Corpus Christi – B. 1ª lectura
Comentario a Éxodo 24,3-8
El rito tiene lugar en la falda del monte; sólo Moisés es el intermediario, pero los protagonistas son Dios y su pueblo. La ceremonia tiene dos partes: la lectura y aceptación de las cláusulas de la Alianza (vv. 3-4), es decir, las palabras (Decálogo) y las normas (el denominado Código de la Alianza); y, por otra parte, el sacrificio que sella el pacto. A partir de aquí, en la tradición bíblica, disposiciones legales y Alianza mosaica irán siempre unidas, como manifestación de que toda la ordenación jurídica de Israel se basa en la voluntad expresa del Dios de la Alianza.

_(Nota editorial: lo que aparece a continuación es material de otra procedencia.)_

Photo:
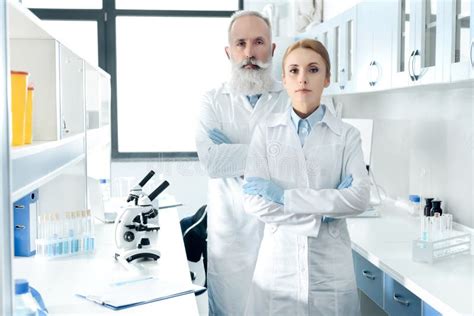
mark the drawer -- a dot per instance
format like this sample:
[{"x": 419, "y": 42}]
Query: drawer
[
  {"x": 369, "y": 278},
  {"x": 400, "y": 301}
]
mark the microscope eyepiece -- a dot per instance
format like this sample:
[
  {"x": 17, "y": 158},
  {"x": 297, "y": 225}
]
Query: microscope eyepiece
[
  {"x": 147, "y": 178},
  {"x": 158, "y": 190}
]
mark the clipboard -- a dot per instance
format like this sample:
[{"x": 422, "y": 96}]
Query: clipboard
[{"x": 126, "y": 294}]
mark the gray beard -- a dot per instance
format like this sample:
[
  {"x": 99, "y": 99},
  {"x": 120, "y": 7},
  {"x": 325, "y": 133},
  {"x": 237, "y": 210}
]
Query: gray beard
[{"x": 250, "y": 81}]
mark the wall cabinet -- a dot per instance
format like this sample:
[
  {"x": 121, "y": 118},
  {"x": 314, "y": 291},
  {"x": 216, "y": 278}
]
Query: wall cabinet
[
  {"x": 338, "y": 35},
  {"x": 459, "y": 35},
  {"x": 373, "y": 69},
  {"x": 418, "y": 42},
  {"x": 379, "y": 45}
]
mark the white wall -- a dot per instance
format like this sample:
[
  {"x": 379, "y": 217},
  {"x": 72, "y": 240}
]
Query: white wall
[
  {"x": 423, "y": 143},
  {"x": 188, "y": 182},
  {"x": 331, "y": 8},
  {"x": 285, "y": 9}
]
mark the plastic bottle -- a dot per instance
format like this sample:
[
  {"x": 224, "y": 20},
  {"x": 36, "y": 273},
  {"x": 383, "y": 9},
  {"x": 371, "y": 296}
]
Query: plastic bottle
[
  {"x": 25, "y": 304},
  {"x": 415, "y": 205},
  {"x": 105, "y": 188}
]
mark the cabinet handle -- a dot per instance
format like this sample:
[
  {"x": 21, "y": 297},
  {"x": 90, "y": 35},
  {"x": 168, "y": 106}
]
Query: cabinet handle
[
  {"x": 373, "y": 63},
  {"x": 471, "y": 53},
  {"x": 416, "y": 53},
  {"x": 368, "y": 275},
  {"x": 410, "y": 66},
  {"x": 398, "y": 298}
]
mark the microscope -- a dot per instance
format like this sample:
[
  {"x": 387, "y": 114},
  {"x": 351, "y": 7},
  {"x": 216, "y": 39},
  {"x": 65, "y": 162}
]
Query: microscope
[
  {"x": 137, "y": 191},
  {"x": 136, "y": 229}
]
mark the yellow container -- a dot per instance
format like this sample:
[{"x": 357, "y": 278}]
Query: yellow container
[
  {"x": 29, "y": 116},
  {"x": 19, "y": 84}
]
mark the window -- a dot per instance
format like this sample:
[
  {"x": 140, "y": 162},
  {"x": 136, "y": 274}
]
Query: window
[
  {"x": 164, "y": 65},
  {"x": 161, "y": 55},
  {"x": 63, "y": 4},
  {"x": 211, "y": 5}
]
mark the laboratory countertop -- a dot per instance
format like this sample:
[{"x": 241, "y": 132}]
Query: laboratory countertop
[
  {"x": 58, "y": 280},
  {"x": 386, "y": 241}
]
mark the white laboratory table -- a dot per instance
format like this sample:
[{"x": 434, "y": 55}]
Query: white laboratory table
[
  {"x": 386, "y": 241},
  {"x": 58, "y": 280}
]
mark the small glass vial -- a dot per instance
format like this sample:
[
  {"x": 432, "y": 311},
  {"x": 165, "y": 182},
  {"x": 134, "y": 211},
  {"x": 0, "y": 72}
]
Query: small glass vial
[
  {"x": 436, "y": 207},
  {"x": 25, "y": 304},
  {"x": 415, "y": 204}
]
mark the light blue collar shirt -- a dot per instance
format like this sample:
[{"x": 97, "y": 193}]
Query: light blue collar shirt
[
  {"x": 253, "y": 99},
  {"x": 304, "y": 126}
]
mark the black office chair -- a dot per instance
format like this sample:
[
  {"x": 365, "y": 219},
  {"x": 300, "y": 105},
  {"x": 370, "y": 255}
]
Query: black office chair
[{"x": 194, "y": 230}]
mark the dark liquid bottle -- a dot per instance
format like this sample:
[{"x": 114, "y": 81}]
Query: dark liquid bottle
[
  {"x": 436, "y": 207},
  {"x": 428, "y": 206}
]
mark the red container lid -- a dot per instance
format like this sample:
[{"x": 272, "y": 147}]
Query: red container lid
[{"x": 15, "y": 72}]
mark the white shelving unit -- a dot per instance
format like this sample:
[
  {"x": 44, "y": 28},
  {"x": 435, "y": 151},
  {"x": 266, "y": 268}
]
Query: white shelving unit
[
  {"x": 71, "y": 128},
  {"x": 6, "y": 283}
]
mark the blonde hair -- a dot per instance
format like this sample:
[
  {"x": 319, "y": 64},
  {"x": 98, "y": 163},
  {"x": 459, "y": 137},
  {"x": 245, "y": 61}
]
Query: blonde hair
[{"x": 315, "y": 46}]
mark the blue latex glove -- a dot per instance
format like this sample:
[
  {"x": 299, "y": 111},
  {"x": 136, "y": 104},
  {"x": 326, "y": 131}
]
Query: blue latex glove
[
  {"x": 345, "y": 183},
  {"x": 265, "y": 188},
  {"x": 218, "y": 137}
]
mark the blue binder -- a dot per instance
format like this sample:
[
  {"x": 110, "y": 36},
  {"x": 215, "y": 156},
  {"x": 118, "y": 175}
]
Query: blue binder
[{"x": 24, "y": 221}]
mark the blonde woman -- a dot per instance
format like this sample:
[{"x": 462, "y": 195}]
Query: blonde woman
[{"x": 305, "y": 173}]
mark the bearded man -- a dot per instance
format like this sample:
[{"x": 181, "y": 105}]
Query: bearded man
[{"x": 227, "y": 119}]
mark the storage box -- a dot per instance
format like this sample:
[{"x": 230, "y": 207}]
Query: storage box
[{"x": 24, "y": 220}]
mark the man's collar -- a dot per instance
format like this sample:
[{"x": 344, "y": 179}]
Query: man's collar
[{"x": 275, "y": 87}]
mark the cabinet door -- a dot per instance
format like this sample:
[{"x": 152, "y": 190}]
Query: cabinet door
[
  {"x": 375, "y": 23},
  {"x": 341, "y": 37},
  {"x": 427, "y": 57},
  {"x": 398, "y": 300},
  {"x": 347, "y": 53},
  {"x": 369, "y": 278},
  {"x": 403, "y": 43},
  {"x": 72, "y": 93},
  {"x": 460, "y": 40},
  {"x": 364, "y": 46},
  {"x": 333, "y": 48},
  {"x": 381, "y": 63}
]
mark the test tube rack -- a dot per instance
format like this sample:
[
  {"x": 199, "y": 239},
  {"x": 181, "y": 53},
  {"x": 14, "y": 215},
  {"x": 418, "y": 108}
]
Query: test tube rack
[
  {"x": 448, "y": 244},
  {"x": 61, "y": 235}
]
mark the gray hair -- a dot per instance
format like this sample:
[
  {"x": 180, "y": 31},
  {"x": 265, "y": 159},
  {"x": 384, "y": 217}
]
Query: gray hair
[{"x": 239, "y": 14}]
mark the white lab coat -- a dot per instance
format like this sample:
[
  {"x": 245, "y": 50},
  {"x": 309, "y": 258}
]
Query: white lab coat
[
  {"x": 305, "y": 266},
  {"x": 233, "y": 235}
]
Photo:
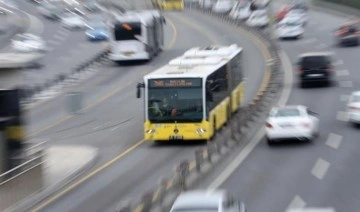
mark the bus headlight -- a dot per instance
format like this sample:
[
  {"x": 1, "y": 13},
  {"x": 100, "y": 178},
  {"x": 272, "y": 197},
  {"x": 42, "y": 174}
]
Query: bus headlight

La aceptación de las cláusulas se hace con toda solemnidad, usando la fórmula ritual: «Haremos todo lo que ha dicho el Señor». El pueblo, que ya había pronunciado este compromiso (19,8), lo repite al escuchar el discurso de Moisés (v. 3) y en el momento previo a ser rociado con la sangre del sacrificio. Queda así asegurado el carácter vinculante del pacto.
El sacrificio conserva rasgos muy arcaicos: el altar construido para la ocasión (v. 4; cfr 20,25); las doce estelas colocadas probablemente alrededor del altar; los jóvenes, y no los sacerdotes, que inmolan las víctimas; y, sobre todo, el rito con la sangre que centra toda la ceremonia.
Al distribuir la sangre a partes iguales entre el altar, que representa a Dios, y el pueblo, se quiere significar que ambos se comprometen a las exigencias de la Alianza. Hay datos de que los pueblos nómadas sellaban sus pactos con sangre de animales sacrificados. Pero en la Biblia no hay vestigios de este uso de la sangre. El significado de este rito es probablemente más profundo: puesto que la sangre, que significa la vida (cfr Gn 9,4), pertenece sólo a Dios, únicamente debía derramarse sobre el altar, o usarse para ungir a las personas consagradas al Señor, como los sacerdotes (cfr Ex 29,19-22). Cuando Moisés rocía con la sangre del sacrificio al pueblo entero, lo está consagrando, haciendo de él «propiedad divina y reino de sacerdotes» (cfr 19,3-6). La Alianza, por tanto, no es únicamente el compromiso de cumplir los preceptos, sino, ante todo, el derecho a pertenecer a la nación santa, posesión de Dios. Jesucristo, en la Última Cena, al instituir la Eucaristía, utiliza los mismos términos, «sangre de la Nueva Alianza», indicando la naturaleza del nuevo pueblo de Dios, que, habiendo sido redimido, es en plenitud «pueblo santo de Dios» (cfr Mt 26,27 y par.; 1 Co 11,23-25).
El Concilio Vaticano II enseña la relación de esta Alianza con la Nueva, precisando el carácter del verdadero pueblo de Dios que es la Iglesia: «(Dios) eligió como suyo al pueblo de Israel, pactó con él una Alianza y le instruyó gradualmente revelándose en Sí mismo y los designios de su voluntad a través de la historia de este pueblo y santificándolo para Sí. Pero todo esto sucedió como preparación y figura de la Alianza nueva y perfecta que había de pactarse con Cristo y de la revelación completa que había de hacerse por el mismo Verbo de Dios hecho carne. (...) Este pacto nuevo, a saber, el nuevo Testamento en su sangre (cfr 1 Co 11, 25), lo estableció Cristo convocando un pueblo de judíos y gentiles, que se uniera no según la carne, sino en el Espíritu, y constituyera el nuevo Pueblo de Dios» (Lumen Gentium, nn. 4 y 9).